2 min

Meta announced Make-A-Video, an AI-powered application that can render a video on-demand using existing graphics or text descriptions.

Make-A-Video is an artificial intelligence-powered video generator tool that allows users to render videos from image or text prompts, just like existing image synthesis tools such as Stable Diffusion and DALL-E. Make-A-Video can also make variations of existing videos. The tool isn’t accessible to the public yet.

The AI-powered tool is capable of animating static source graphics. The technology behind the AI video generator is built on text-to-image synthesis along with image generators, just like OpenAI’s DALL-E.

Instead of typical text descriptions animation, Meta uses innovative image synthesis data with unlabeled video training data to produce realistic animations. The model uses AI to make predictions and quickly create short-motion scenarios.


On the official announcement page, Meta posted various text-generating video examples. The examples include phrases like “a teddy bear painting a portrait” and “a young couple walking in heavy rain”.

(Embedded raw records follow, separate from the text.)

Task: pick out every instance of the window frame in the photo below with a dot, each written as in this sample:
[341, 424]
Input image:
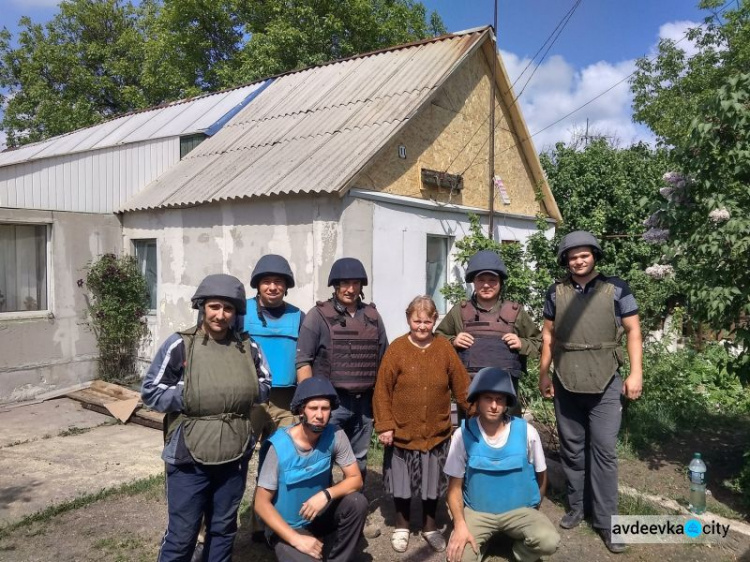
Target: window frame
[48, 311]
[448, 241]
[134, 253]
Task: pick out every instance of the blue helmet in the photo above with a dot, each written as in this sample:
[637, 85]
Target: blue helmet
[485, 260]
[271, 264]
[492, 379]
[313, 387]
[347, 268]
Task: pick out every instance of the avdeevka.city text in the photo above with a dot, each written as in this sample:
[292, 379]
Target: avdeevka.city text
[666, 528]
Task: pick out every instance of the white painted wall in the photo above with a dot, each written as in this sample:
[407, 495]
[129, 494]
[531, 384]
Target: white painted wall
[98, 181]
[399, 252]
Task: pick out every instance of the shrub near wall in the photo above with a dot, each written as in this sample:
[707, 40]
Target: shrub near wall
[117, 304]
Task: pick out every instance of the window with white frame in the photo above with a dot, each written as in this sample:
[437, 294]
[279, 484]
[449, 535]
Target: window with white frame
[23, 267]
[438, 249]
[145, 256]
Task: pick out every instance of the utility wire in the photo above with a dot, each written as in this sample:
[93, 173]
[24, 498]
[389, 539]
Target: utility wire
[552, 37]
[565, 22]
[549, 37]
[723, 9]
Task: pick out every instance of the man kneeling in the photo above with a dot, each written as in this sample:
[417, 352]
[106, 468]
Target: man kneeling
[498, 477]
[295, 497]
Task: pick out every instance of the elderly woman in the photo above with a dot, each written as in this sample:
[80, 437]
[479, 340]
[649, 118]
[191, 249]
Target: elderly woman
[412, 404]
[206, 379]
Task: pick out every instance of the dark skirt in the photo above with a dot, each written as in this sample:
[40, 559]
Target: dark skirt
[408, 473]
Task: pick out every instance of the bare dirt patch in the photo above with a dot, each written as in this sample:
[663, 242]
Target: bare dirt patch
[129, 529]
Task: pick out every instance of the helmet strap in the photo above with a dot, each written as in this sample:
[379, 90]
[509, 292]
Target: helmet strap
[312, 427]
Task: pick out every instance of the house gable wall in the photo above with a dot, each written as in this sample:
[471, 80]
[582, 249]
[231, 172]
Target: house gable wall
[53, 349]
[311, 232]
[450, 135]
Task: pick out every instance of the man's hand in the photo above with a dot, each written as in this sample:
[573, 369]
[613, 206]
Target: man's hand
[312, 507]
[545, 386]
[632, 387]
[463, 340]
[386, 438]
[460, 537]
[513, 341]
[308, 545]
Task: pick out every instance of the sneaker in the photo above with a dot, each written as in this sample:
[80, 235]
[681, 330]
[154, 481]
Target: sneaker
[435, 539]
[613, 547]
[571, 519]
[371, 530]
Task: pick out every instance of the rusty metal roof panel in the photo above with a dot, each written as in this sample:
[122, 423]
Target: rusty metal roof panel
[178, 118]
[311, 130]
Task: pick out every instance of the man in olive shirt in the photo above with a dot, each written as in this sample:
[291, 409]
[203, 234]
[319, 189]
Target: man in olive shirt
[486, 330]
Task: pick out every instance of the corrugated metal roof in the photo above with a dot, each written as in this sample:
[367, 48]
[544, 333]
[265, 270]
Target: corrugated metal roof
[312, 130]
[183, 117]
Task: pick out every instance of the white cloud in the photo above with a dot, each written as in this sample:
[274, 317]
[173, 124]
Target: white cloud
[35, 3]
[676, 30]
[558, 88]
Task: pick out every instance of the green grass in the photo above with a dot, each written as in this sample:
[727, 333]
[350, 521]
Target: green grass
[634, 505]
[152, 485]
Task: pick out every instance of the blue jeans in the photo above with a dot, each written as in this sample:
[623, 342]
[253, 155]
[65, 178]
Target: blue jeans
[354, 416]
[194, 490]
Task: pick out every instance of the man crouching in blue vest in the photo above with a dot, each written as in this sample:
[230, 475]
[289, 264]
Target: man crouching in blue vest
[498, 476]
[295, 497]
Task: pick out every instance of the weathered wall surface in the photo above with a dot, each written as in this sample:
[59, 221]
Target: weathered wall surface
[230, 237]
[45, 351]
[399, 253]
[451, 135]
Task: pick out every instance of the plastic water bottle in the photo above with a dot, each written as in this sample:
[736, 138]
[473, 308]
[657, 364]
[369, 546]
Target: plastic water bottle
[697, 475]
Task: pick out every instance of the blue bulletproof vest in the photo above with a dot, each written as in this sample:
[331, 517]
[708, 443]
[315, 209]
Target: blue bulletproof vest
[277, 339]
[301, 477]
[498, 480]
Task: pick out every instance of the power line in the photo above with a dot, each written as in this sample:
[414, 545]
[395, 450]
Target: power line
[531, 60]
[564, 23]
[613, 86]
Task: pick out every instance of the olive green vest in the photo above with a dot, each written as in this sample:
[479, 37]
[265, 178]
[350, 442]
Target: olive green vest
[221, 385]
[587, 350]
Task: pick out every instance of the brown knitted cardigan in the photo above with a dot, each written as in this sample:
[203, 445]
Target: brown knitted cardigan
[413, 392]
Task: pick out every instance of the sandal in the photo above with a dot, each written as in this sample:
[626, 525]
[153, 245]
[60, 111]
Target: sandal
[400, 540]
[435, 539]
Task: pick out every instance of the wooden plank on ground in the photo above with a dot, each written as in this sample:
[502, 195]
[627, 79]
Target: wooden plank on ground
[100, 393]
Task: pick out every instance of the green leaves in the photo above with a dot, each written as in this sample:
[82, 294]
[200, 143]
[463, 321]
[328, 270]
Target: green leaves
[117, 304]
[98, 59]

“Using function-preserving transformations, we extend the spatial layers at the model initialization stage to include temporal information”, Meta said. “The extended spatial-temporal network includes new attention modules that learn temporal world dynamics from a collection of videos.”

The company hasn’t made any announcement about when Make-A-Video will be available or who will be able to access it. It did provide a sign-up form for those interested in trying the AI-powered video generator tool in the future.

Ultimately, the AI model will be capable of generating photorealistic videos on demand. Furthermore, Meta stated on its official page that videos will have a watermark to “help ensure viewers know the video was generated with AI and is not a captured video”.